The Church of Jesus Christ of Latter-day Saints has entered a new era after Romney's run for president. His candidacy illuminated a changing landscape for the religion, where Americans are growing more curious than fearful about the faith, and allies can be found even among Christians with deep misgivings about Mormon beliefs.
"After this, it's hard to say the Mormons are really outsiders," said Jan Shipps, a scholar of American religion and expert on the LDS church.
No one would argue that prejudice and misunderstanding have disappeared. And many wonder how long the new tolerance will last beyond the election. But over the years since Romney first indicated he would try for president, there have been signs of real progress.
Mormons no longer stand alone against insults to their church; leaders of other faiths join them in protest. Christians who once spoke about Mormonism only to condemn it, now also acknowledge the church's dedication to family, charity and community service. Until recently, prominent Christian preachers risked their standing in their communities by appearing at the Salt Lake Tabernacle. That backlash has since diminished. And ministries such as the Billy Graham Evangelistic Association are discouraging conservative Christians from calling the LDS church a cult, a theological term with a specific meaning for Christians that morphed over the years into a broad rebuke.
"I think this change in tone is significant, but it will be interesting to see how it plays out in the long run," said J.B. Haws, a historian at Brigham Young University who researches public perception of the LDS church. "From a Mormon standpoint, it has to be encouraging, since the softening of the 'cult' rhetoric diminishes the 'strangeness' factor that is always tied to charges that Mormons aren't Christians."

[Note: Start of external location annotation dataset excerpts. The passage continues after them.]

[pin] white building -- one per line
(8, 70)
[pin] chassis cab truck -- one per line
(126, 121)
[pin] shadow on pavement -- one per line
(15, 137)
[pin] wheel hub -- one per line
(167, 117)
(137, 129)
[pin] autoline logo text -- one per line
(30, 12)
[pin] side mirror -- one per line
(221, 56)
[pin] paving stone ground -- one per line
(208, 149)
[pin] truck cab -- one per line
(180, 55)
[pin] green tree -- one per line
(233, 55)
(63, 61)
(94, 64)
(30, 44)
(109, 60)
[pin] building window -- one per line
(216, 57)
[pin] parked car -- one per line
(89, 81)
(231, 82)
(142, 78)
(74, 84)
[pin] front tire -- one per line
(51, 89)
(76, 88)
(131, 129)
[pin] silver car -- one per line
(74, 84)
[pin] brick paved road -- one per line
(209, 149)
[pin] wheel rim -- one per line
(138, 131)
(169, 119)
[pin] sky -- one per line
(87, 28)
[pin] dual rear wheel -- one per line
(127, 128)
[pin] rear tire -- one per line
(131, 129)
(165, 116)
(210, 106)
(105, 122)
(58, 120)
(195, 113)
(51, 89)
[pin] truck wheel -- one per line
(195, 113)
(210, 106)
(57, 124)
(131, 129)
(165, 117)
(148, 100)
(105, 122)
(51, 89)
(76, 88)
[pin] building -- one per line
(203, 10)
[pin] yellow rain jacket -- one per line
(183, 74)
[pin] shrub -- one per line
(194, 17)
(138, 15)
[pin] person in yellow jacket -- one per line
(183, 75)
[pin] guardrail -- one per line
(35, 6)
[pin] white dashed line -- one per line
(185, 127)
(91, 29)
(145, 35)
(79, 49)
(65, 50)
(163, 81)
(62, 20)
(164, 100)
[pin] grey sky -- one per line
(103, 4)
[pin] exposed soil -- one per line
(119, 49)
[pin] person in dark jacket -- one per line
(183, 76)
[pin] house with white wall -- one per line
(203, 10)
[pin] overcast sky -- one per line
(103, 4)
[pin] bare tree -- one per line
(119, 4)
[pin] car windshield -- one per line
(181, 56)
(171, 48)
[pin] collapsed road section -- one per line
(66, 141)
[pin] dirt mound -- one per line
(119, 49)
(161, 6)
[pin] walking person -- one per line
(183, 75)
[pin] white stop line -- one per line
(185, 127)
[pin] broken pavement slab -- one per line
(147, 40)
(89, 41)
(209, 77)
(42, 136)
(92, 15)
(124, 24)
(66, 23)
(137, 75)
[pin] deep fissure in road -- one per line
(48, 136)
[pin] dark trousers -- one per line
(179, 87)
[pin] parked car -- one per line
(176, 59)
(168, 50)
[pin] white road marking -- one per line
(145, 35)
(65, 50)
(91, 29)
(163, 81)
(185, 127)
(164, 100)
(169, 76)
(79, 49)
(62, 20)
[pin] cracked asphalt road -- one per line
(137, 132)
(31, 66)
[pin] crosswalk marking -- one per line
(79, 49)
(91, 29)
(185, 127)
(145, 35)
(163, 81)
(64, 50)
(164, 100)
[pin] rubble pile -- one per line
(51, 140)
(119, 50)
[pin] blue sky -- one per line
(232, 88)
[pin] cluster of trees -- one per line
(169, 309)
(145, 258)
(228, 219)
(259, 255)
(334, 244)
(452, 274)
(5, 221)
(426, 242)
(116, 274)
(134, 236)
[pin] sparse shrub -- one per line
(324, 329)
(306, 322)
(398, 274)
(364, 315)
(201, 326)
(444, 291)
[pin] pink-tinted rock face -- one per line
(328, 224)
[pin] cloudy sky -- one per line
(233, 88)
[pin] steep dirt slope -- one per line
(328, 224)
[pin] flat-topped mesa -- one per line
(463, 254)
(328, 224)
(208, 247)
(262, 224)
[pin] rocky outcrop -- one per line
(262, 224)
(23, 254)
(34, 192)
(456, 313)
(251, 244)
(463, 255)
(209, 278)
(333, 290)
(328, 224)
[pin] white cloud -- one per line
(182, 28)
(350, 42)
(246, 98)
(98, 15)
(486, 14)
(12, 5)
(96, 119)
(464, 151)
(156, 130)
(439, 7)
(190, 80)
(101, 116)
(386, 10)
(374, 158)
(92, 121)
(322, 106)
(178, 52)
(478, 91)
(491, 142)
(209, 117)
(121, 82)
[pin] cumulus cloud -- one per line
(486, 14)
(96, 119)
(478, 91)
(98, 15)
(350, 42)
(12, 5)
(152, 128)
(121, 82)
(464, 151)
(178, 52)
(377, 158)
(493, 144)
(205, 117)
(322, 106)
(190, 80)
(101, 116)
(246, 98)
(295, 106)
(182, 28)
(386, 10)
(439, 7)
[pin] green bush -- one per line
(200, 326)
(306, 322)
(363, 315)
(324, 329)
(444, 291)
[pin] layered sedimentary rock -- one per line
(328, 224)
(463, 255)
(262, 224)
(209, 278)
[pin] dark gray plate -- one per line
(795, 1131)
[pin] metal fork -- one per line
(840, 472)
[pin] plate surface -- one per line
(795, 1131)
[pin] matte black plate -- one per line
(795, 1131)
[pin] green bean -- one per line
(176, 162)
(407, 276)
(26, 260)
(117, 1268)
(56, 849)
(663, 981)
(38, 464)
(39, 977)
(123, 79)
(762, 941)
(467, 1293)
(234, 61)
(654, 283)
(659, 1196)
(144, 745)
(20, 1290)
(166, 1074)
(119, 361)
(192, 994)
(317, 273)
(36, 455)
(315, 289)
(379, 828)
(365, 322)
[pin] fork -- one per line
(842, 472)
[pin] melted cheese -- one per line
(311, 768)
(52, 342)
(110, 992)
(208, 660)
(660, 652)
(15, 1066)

Richard Mouw, dean of Fuller Theological Seminary, a prominent evangelical school in Pasadena, Calif., said Romney's candidacy didn't cause the shift, but was a sign of changes already under way.
Mouw is co-leader of a group of evangelical and Mormon scholars who have been working behind the scenes for more than a decade to bring civility to their theological debate. In recent years, growing numbers of evangelical and other religious figures have made their way to Temple Square. Mormon authorities have also been reaching out, scheduling visits with leaders of other faith traditions while traveling for regular church business, according to Michael Purdy, a spokesman for the LDS church.
The Rev. George O. Wood, head of the Assemblies of God, one of the largest U.S. Pentecostal denominations, met in September with LDS authorities and local evangelical leaders in Utah. The Assemblies of God considers Mormonism heretical, but Wood said leaders from the two churches can relate over their similar "marginalized and persecuted backgrounds."
At the same time, non-Mormons are having more frequent contact with Latter-day Saints in their everyday lives.
Christian conservatives often find themselves working with Mormons in the business world, Mouw said. (Evangelicals often ask him if it's OK to pray with Mormons at a working lunch.) At a recent talk about Mormonism to an evangelical community in Phoenix, Mouw said about a dozen people came up to him afterward and said, "My pastor says Mormons are evil, but I have next door neighbors who are Mormon and are really wonderful people."
During the rollercoaster anyone-but-Romney Republican primary, the prospects for civil discussion about Mormonism seemed dim as evangelical leaders scrambled for an alternative nominee. Their motivations were varied, including concern that Romney wasn't sufficiently conservative. However, religion was a factor.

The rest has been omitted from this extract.